The sound of breaking glass echoed through the hallway in front of me as I snaked through a long corridor. I passed a break room on my left then what I suspected was a vault on my right as I hurried ahead to a blind corner. I paused when I heard footsteps over the ringing in my ears. They stopped as the sound of gunfire blasted hard from the lobby of the bank, and I paused, hoping like hell that Jamie had done her thing.
There was someone right past this corner, probably an armed someone who had come to check on the alarm—the explosive—on the back door. I darted low and slid on my knees, guessing that whoever was waiting for me was momentarily distracted by the hubbub in the bank.
I came around the corner at a glide, using my flight powers to lift me a centimeter off the ground as I slipped past under the barrel of a rifle. The wielder of the weapon had made a rookie mistake; his gun was pointed like he was about to corner, but his eyes were facing the opposite direction.
Whoops.
I grabbed the barrel at meta speed and yanked, ripping it right out of the guy’s grasp. It caught, bound to his shoulders and body by a sling, and ripped him forward, taking him off balance.

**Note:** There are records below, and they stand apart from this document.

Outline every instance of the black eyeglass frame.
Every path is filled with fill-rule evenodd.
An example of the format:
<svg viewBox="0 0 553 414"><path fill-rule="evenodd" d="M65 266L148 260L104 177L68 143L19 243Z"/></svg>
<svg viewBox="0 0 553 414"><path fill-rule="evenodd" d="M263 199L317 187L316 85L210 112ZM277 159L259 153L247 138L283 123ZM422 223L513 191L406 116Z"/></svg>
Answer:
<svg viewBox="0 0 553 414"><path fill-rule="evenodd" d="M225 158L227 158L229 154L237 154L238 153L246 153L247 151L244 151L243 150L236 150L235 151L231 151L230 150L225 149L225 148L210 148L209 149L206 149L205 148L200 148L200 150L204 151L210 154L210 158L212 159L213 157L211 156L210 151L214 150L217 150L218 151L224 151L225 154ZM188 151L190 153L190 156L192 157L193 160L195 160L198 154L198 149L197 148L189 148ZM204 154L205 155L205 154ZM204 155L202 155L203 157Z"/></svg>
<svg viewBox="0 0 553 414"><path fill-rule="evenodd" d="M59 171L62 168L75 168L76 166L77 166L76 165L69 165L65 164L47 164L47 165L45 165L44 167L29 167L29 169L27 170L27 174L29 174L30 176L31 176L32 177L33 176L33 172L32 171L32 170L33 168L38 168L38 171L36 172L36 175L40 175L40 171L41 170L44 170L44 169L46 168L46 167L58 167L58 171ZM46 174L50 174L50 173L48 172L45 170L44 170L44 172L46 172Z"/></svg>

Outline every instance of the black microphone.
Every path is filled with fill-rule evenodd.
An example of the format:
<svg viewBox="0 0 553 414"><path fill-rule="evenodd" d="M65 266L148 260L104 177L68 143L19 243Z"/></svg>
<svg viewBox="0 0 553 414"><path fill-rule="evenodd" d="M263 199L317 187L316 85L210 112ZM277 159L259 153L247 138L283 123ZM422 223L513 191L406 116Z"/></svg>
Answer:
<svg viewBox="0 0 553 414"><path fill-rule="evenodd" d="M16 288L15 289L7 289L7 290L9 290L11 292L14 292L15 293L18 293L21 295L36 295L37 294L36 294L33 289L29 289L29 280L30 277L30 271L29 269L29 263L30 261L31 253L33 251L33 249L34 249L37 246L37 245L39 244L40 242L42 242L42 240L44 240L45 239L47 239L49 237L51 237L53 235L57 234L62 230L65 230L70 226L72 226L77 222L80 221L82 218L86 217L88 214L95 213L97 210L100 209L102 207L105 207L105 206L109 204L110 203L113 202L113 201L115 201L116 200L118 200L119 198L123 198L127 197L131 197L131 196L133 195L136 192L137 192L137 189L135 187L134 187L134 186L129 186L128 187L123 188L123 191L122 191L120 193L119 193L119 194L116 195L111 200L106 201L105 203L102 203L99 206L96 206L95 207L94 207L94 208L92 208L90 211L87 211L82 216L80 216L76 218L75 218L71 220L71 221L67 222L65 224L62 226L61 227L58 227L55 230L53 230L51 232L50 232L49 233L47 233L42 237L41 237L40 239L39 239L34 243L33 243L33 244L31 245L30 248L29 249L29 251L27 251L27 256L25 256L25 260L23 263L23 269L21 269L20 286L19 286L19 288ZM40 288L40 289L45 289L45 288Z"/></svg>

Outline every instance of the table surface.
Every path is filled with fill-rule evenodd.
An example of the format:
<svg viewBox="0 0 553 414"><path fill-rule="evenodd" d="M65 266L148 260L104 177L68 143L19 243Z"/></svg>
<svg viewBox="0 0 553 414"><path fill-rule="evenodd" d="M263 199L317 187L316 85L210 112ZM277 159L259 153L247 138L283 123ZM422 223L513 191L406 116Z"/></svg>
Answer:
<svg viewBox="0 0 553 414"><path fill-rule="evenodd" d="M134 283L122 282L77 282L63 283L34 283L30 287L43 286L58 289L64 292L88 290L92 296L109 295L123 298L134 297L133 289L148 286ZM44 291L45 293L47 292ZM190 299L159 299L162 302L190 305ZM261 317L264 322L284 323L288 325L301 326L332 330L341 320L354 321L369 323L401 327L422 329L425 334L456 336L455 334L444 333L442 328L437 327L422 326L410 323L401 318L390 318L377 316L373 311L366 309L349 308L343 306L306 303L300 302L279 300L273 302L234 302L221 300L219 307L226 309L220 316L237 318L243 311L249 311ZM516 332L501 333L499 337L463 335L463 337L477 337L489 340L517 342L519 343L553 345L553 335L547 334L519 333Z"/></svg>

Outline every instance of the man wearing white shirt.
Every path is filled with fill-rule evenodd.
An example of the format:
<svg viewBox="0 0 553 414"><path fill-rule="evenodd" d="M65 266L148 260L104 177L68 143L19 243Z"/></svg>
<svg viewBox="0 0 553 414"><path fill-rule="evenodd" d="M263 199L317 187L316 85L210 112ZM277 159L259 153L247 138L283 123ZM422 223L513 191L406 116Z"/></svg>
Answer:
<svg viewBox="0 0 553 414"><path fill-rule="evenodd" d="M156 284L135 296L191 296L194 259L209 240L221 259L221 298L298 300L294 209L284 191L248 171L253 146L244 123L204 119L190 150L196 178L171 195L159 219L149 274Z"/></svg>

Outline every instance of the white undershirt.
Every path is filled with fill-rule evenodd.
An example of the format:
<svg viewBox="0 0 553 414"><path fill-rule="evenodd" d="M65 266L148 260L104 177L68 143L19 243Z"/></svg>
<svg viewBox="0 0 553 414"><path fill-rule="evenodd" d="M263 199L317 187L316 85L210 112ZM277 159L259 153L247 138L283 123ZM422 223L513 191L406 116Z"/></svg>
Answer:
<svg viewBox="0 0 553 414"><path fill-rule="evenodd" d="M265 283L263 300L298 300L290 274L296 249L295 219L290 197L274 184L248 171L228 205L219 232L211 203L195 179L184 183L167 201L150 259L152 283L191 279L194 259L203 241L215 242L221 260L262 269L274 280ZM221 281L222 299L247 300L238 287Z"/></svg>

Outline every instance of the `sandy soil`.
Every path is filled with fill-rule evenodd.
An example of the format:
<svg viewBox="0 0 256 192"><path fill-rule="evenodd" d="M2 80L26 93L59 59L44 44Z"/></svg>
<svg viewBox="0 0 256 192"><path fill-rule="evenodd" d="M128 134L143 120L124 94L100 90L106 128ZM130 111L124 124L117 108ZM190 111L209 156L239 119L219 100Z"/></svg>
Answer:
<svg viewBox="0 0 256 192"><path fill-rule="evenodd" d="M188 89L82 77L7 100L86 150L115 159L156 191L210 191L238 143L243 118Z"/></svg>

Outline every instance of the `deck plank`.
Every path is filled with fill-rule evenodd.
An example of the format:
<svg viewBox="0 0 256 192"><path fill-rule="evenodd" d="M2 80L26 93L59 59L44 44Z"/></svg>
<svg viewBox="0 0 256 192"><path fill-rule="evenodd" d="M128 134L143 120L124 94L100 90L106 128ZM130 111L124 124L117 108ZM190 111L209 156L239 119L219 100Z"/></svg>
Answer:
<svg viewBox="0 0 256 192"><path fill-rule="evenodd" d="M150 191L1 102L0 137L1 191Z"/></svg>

I raised a forearm and altered my course to get back to my feet, leaping up to his height and clotheslining him with a strong forearm. His legs flew from beneath him, and he made a gagging sound from the impact at his throat. I slammed him hard into the ground, his tactical helmet protecting his skull from splitting open on the tile.
I flicked out the pin holding the AR-15 assembly together, and then twisted the whole damned thing so that the rifle would never work again. Then I grabbed the guy’s pistol out of his holster as he was reaching for it, eyes glazed over behind his bulletproof visor, snapped up the Plexiglas and punched him in the face before I threw him back around the corner without a lot of ceremony. I heard him hit the concrete wall and slide, unconscious, to the ground.